As someone who works in the arts, I can understand the need to protect my work. In the years I’ve been in this line of work, I’ve published several video game strategy guides that people can purchase, download and read at their will. Naturally, I’d prefer it if people were to actually buy it in order to get the most use out of it, meaning I’d be less than thrilled to find readers have been pirating the issues on torrent websites. How can I stop them from trying to steal my work? I could seed the document to trace the user who bought the original copy, or I could do something drastic and really inconvenient to the customers: require constant Internet access and black out the text if it were ever to flicker for a split second.
This is a big decision that many companies are faced with all the time, and while some companies do their best to try and inconvenience us as much as possible, there are still some companies that actually trust their customers by offering no DRM at all. The best scale I can come up with for this would be placing Ubisoft on one side of the spectrum with GOG.com on the other side. It would be difficult to try and say with a straight face that nobody will pirate a game when there’s no DRM, because they’re going to do that. There are people who pirate, whether they don’t have the money or just don’t want to spend it.

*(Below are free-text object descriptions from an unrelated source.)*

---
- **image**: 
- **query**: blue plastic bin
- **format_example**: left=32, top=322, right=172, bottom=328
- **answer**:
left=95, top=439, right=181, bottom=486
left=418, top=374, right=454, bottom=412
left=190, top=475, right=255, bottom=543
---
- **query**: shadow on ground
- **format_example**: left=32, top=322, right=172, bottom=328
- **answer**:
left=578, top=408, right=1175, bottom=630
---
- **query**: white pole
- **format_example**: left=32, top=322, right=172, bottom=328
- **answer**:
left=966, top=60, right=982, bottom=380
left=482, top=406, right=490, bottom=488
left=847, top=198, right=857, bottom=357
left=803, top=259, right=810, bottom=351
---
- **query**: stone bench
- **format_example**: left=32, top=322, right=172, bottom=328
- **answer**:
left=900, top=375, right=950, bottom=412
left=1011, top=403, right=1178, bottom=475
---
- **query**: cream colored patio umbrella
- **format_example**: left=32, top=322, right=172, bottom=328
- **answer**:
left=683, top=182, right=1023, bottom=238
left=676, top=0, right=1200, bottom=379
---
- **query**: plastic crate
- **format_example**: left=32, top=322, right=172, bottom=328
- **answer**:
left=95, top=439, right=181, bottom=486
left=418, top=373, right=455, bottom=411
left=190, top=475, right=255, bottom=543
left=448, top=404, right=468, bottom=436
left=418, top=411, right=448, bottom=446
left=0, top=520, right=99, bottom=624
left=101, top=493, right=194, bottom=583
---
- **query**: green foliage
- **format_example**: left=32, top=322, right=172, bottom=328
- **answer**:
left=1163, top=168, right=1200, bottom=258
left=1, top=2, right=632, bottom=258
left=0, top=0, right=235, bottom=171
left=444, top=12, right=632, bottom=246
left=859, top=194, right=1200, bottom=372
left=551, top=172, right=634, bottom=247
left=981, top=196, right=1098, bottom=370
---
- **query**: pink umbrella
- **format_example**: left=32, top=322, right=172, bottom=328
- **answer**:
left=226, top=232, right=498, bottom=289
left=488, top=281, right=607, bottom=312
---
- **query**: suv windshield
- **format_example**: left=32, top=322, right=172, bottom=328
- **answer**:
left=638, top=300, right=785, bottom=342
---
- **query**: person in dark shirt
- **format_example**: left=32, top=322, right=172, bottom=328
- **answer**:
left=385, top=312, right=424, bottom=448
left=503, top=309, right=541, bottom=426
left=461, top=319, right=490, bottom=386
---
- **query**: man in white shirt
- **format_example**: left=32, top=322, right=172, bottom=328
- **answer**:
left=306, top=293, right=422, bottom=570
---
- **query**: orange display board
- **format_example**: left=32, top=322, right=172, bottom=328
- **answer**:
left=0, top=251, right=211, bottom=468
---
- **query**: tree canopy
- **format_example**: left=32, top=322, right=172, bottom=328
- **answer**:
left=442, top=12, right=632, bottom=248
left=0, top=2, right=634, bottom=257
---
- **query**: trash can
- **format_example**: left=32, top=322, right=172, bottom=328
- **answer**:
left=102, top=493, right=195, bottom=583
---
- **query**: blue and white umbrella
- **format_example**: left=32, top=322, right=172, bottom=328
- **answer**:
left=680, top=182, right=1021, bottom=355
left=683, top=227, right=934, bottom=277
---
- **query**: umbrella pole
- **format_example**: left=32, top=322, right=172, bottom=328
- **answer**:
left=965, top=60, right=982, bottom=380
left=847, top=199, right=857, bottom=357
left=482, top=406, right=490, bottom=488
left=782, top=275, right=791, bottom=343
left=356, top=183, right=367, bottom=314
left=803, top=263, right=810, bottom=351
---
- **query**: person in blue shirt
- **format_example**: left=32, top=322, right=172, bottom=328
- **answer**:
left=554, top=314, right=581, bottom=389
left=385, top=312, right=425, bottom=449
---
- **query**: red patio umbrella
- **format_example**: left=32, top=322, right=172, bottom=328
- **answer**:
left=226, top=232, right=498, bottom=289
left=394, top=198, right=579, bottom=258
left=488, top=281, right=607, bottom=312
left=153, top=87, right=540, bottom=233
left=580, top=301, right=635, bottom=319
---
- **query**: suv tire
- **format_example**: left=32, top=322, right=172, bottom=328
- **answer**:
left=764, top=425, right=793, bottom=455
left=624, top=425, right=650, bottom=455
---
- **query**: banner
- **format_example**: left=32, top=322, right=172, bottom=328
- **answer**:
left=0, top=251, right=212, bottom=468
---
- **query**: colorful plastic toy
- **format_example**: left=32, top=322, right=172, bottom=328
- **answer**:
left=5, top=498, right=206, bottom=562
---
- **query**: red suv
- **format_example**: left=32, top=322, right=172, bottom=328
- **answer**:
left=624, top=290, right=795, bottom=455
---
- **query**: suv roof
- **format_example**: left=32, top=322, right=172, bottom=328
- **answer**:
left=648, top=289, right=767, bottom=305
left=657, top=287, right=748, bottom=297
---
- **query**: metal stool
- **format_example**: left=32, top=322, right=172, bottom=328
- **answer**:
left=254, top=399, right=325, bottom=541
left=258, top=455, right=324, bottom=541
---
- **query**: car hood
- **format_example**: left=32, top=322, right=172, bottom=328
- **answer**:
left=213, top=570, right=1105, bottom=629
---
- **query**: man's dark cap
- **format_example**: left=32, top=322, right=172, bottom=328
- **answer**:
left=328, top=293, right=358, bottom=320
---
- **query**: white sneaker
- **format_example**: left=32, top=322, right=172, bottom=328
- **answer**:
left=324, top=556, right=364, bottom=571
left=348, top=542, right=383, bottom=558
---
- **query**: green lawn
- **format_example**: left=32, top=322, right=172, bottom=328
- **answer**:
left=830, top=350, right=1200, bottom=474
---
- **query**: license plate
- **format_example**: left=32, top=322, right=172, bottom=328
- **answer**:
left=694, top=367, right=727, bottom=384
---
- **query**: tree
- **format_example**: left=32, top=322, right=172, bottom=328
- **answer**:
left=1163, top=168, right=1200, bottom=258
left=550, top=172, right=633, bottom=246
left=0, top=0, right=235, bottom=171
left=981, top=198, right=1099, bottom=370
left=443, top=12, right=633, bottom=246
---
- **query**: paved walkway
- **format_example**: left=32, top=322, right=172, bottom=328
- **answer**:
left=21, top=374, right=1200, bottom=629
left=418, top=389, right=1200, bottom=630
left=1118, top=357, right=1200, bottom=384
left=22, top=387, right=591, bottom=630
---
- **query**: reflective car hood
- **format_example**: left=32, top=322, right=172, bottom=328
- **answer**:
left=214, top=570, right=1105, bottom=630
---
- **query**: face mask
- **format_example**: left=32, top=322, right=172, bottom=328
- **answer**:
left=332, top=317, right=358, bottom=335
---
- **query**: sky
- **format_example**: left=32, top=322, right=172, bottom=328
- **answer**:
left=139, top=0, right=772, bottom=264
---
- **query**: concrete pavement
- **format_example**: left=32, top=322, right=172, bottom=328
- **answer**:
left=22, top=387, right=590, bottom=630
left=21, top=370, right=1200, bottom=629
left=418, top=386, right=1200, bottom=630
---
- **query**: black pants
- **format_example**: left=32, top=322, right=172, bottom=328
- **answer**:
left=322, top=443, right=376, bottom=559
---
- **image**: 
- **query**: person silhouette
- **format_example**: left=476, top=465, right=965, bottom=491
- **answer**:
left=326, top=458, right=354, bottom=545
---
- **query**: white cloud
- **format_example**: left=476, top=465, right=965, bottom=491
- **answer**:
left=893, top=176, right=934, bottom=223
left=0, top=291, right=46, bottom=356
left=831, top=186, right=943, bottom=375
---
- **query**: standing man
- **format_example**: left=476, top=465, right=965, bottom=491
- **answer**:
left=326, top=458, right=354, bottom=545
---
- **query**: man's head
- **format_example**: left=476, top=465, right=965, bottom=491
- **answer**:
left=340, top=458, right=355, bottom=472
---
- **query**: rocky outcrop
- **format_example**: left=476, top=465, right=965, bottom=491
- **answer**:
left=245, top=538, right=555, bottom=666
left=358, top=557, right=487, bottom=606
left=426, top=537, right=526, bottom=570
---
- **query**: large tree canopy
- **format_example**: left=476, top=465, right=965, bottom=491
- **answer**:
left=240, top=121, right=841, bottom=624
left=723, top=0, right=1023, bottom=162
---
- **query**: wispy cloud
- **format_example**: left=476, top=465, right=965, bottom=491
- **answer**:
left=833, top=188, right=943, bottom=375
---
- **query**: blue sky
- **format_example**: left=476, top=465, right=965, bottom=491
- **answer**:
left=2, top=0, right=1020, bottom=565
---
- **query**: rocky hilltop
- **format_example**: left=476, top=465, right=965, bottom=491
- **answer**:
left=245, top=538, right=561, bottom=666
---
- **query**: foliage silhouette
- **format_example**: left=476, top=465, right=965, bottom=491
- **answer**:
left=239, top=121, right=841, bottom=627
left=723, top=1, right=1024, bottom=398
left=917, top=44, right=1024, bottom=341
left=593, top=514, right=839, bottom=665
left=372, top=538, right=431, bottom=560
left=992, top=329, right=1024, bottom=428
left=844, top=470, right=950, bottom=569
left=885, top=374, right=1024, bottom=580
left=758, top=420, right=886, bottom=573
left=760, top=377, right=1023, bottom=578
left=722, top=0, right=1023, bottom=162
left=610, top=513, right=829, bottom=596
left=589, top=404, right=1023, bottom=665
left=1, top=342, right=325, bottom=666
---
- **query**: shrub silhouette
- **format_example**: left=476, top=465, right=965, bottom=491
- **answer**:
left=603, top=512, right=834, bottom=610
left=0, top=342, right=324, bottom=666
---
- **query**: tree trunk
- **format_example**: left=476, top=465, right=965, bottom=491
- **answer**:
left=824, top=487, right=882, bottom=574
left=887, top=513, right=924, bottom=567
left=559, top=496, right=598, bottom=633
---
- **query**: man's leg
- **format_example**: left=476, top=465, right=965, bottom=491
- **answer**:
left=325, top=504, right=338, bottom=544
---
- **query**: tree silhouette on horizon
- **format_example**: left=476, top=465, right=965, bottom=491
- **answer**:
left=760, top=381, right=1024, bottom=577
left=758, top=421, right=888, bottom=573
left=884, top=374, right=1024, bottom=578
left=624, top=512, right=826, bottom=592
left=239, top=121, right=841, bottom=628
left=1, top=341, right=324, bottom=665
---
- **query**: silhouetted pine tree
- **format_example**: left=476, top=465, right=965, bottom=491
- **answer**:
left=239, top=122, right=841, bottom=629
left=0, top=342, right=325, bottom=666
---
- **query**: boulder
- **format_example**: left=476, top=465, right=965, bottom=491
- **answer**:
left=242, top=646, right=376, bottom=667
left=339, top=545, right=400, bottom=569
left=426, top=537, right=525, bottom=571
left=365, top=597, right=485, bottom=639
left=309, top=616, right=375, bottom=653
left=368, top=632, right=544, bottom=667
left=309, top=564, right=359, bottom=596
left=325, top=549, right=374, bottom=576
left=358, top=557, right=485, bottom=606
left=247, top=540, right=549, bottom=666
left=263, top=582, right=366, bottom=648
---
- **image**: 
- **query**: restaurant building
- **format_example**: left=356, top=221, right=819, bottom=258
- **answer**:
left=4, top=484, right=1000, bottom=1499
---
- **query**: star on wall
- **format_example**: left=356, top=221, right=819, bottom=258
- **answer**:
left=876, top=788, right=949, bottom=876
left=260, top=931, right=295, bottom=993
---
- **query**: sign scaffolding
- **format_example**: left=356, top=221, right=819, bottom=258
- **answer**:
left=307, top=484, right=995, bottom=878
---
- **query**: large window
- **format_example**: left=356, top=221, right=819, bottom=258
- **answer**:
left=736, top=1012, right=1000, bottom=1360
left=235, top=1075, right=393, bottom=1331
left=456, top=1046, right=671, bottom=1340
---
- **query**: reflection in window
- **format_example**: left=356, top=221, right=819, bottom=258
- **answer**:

Naturally, some companies try to combat piracy by requiring some personal contact—which is perfectly fine; as I said before, I’m completely on board with protecting your work, because you’ve worked hard and want to get your reward for doing so, but when you bundle it with DRM that really inconveniences us, there’s a huge problem. For example, I don’t want to play Settlers 7 with my Internet activated at all times. I live in an area flush with rainstorms, so my Internet can flicker at any time. Haven’t saved your game in three hours but experience an Internet flicker? Well, I guess you just wasted those last three hours. Couple this with the offensive statements Ubisoft representatives have made regarding PC gamers and their tendency to pirate, and you have a whole chunk of community that are now boycotting DRM-ridden titles.
Some companies have the right idea of protecting their work without overdoing it. For example, Rockstar requires the Internet to activate GTA IV once, but that’s the only point you ever require the Internet for single player gameplay.
On the other hand, GOG.com is a website I really have to applaud for handling DRM properly. As Valve’s Gabe Newell put it, “The best way to prevent piracy is to create a service that people need.” In GOG’s case, they’re the only place to get the best old school games without any DRM to speak of—and newer titles too. In fact, if you’re been boycotting Ubisoft games like Assassin’s Creed, then just pick it up on GOG without DRM.
I can only hope that the DRM issue dies down eventually before it turns into a huge problem with uncertainty and lost saves. If the industry keeps moving in this direction, there will definitely be hell for the first company to mess it up.